Saturday, March 24, 2007

GRADING + END OF THE MARKING PERIOD + ONE DAY TO GET IT ALL DONE = HEADLINES!!!!!!!

"Dem leadership pulls DC voting bill from floor; conservative Dems were supporting DC gun repeal...
Leader Hoyer seen yelling at staff on floor...
Speaker Pelosi absent because she is desperately searching for Iraq supplemental votes...
Holmes-Norton standing silently in disbelief."
Tick...tick....tick...BOOM! They've hit the self-destruct button. Ironically, while not included in the first 100 hours, the Devilcrats have actually accomplished something: making me laugh!

"World's first 'spinal transplant' carried out..."
Realizing his/her spine was not in use [insert name of favorite politician here] he/she donated it to someone who would show some backbone.

"HISTORIAN PLANS BOOK FROM CHATS, TAPES WITH BILL CLINTON..."
Unfortunately, heavy breathing doesn't sell many books. Pron? Yes. Books? No.

"HARVARD CLUB PROMOTES ABSTINENCE..."
Well this is a no-brainer! Trust me, those kids really don't need to be having sex. They think using pocket protectors is safe sex.

"Houdini kin wants body exhumed, tested"
Reports are that the casket had a trap door and the remains have yet to be found.

"Heavy metal soothes bright teens"
Finally, someone has confirmed what I thought for years! Heavy metal clears my brain. Gotta problem with it? Just needed some iron...Iron Maiden!

"Officials buy horns to counter coyotes"
I'm sure there is a joke in here about being horny or too horny (Can you be too horny? I mean I'm...nevermind.)

"Iran's president cancels U.N. appearance"
He's skeeerd! He heard the Statue of Liberty was planning a special "encounter" involving her torch.

"New Orleans residents arming themselves"
Ummm...this is news? It is New Orleans! (Oh wait.

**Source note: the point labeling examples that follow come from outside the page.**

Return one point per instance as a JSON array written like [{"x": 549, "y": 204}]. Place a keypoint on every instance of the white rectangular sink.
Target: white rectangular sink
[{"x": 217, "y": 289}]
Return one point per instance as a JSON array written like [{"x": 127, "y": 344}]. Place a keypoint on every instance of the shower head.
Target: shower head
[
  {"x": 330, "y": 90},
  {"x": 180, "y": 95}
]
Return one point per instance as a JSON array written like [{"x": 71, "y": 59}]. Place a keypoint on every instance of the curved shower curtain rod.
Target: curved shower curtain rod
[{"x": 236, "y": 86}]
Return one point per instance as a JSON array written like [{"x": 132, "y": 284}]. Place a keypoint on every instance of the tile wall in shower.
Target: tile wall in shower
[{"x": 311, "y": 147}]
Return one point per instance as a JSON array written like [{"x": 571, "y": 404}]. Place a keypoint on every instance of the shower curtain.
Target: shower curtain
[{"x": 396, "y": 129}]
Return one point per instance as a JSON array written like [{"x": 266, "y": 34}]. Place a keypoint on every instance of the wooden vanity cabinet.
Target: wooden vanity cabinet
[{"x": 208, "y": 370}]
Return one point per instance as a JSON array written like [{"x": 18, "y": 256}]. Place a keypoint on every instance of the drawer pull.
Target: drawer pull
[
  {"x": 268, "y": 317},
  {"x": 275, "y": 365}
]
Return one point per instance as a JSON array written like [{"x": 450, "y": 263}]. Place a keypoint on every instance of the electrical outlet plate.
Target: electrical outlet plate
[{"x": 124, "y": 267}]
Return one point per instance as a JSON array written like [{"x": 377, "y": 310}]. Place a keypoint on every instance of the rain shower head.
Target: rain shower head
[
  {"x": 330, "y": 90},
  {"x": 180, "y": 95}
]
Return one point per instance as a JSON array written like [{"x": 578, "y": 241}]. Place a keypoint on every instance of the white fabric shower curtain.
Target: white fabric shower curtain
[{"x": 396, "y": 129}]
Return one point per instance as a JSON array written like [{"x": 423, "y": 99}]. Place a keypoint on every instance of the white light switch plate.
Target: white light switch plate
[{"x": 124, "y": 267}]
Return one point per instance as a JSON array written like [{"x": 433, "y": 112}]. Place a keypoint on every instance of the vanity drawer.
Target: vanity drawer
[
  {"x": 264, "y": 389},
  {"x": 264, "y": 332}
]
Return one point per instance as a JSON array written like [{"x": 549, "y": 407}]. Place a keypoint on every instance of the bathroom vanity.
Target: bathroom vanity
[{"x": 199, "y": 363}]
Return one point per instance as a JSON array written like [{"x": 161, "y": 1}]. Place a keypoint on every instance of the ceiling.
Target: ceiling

Beads aren't a weapon?)

"Coming soon to U.S. pumps: terror-free gasoline"
Researchers have finally found a way to incorporate bacon and SPAM into gasoline. The Monger Horde is said to be very pleased with this development.

"Is that chimp angry? Facial cues crucial"
I don't know about you, but I'm so glad to know that chimps provide facial cues about their anger, because every time I run into one when I'm out and about, I'm wondering if chimps are giving me dirty looks or if they just look that way.

"China backs away fom green plan"
Because, you know, green and red are just too "Christmas" for them.

"6th Graders Vote that Global Warming is not caused by humans..."
Third grade class president, Albert Gore, sent to the corner to wear a dunce cap.

"Lakers' Bryant joins Chamberlain in 50-50-50-50 club"
Next on Bryant's "to do" list is to break Chamberlain's groupie record.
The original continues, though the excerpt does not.